The third service center in Harlem will take over the functions of the existing day centers in Chelsea and Brooklyn, which will close. The future site of the drop-in center, located on 125th Street near Morningside Park, is in a more commercial neighborhood. This site will operate 24 hours a day, seven days a week, with daily services for 80 to 90 homeless LGBT young people, including a full kitchen, several showers and more available medical care.
The current day centers operate from 8 a.m. to 8 p.m., and are unable to provide temporary safe spaces late at night for youths who are not in the housing programs. The 24-hour drop-in center, on the other hand, will have the facilities and space to let them take a nap there safely.
Gordon said that Harlem, once regarded as a high-crime community, is now gay-friendly. “The Community Board 10 of West Harlem is very friendly and accepted us,” he said.

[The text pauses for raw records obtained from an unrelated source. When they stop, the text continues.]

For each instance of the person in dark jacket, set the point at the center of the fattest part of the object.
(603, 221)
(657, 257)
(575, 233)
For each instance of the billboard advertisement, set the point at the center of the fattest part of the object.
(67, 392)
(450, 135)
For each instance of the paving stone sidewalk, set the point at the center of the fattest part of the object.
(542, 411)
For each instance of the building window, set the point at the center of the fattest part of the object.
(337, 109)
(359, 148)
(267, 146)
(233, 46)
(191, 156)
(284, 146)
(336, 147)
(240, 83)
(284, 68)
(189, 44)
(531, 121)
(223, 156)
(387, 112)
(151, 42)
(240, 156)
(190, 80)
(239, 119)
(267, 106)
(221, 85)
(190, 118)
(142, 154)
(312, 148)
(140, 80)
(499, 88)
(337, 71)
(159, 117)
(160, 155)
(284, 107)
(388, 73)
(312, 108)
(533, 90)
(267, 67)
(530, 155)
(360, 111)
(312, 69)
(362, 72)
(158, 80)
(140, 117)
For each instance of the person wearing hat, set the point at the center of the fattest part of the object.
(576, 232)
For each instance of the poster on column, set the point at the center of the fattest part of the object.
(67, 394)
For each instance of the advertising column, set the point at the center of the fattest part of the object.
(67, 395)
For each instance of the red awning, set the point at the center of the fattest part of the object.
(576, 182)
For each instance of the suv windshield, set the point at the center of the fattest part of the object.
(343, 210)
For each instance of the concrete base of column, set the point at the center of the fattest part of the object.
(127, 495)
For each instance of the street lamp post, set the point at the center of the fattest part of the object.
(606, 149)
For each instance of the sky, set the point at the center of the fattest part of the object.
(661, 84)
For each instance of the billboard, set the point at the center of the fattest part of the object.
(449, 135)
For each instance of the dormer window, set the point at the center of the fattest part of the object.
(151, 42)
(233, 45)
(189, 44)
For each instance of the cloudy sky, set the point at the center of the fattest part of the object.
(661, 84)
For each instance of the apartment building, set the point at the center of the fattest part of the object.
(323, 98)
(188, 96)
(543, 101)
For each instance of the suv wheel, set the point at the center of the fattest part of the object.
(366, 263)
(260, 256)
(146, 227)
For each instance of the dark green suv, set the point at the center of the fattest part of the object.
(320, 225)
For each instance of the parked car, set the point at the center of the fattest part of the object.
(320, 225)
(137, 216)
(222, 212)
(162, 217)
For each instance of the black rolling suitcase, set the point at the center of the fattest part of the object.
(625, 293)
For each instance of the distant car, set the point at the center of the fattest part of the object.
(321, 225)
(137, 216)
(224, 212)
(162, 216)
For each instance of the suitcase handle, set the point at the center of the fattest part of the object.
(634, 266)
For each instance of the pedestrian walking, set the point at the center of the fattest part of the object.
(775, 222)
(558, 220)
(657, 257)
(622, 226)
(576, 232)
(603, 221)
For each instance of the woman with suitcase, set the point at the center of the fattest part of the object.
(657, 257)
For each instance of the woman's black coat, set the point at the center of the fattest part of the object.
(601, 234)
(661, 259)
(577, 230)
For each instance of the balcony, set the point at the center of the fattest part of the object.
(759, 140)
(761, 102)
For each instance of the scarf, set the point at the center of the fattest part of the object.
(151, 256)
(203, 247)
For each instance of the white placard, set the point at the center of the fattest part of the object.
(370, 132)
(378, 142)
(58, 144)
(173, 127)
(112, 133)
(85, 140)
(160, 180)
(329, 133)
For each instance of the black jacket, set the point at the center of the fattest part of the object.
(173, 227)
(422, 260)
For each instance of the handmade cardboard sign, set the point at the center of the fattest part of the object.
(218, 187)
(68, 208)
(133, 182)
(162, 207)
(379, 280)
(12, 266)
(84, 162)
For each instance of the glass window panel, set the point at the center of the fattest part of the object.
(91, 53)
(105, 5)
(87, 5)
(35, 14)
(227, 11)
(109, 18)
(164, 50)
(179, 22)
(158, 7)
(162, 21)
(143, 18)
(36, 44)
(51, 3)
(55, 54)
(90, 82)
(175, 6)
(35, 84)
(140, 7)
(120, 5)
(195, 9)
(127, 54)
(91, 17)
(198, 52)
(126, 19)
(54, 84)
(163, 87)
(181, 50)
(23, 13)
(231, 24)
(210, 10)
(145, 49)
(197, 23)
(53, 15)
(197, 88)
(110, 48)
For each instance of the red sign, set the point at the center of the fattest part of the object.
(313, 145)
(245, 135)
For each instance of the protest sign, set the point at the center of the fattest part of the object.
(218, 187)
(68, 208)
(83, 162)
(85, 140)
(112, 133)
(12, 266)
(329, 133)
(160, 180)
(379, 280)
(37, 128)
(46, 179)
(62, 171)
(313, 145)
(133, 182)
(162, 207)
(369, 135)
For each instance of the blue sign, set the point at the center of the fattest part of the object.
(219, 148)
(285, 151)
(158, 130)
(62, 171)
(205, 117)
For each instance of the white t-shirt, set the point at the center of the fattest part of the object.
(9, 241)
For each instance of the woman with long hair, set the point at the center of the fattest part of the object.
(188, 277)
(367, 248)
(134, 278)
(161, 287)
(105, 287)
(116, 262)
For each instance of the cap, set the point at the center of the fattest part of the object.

According to a 2008 census report released by the City Council, there are at least 1,000 openly LGBT homeless youth on the street on any given day, about one fourth of the total number of homeless youth in New York, often driven from their homes by family tensions over their sexual orientation. LGBT youth can also be targets of assault, rape and murder, according to Torres, and some of them maintain their lives by engaging in what he calls “survival sex,” or prostitution.
Torres said the young people who go to the Chelsea day center currently don’t hang out in Harlem. “But our kids are from all over the five boroughs of New York City.” Still, the large homeless population that lingers in the Midtown neighborhoods will need to take subways to the new service location.
“We will provide them with MetroCards,” said Gordon.
When asked how they would publicize the new Harlem location, Gordon said word of mouth is strong on the street. The center also has staff to reach out to these young people.
A homeless young man who goes by the stage name “Psychic Master” expressed confidence that news would travel fast.
“We [homeless LGBT youth on the street] all know the Ali Forney Center,” he said.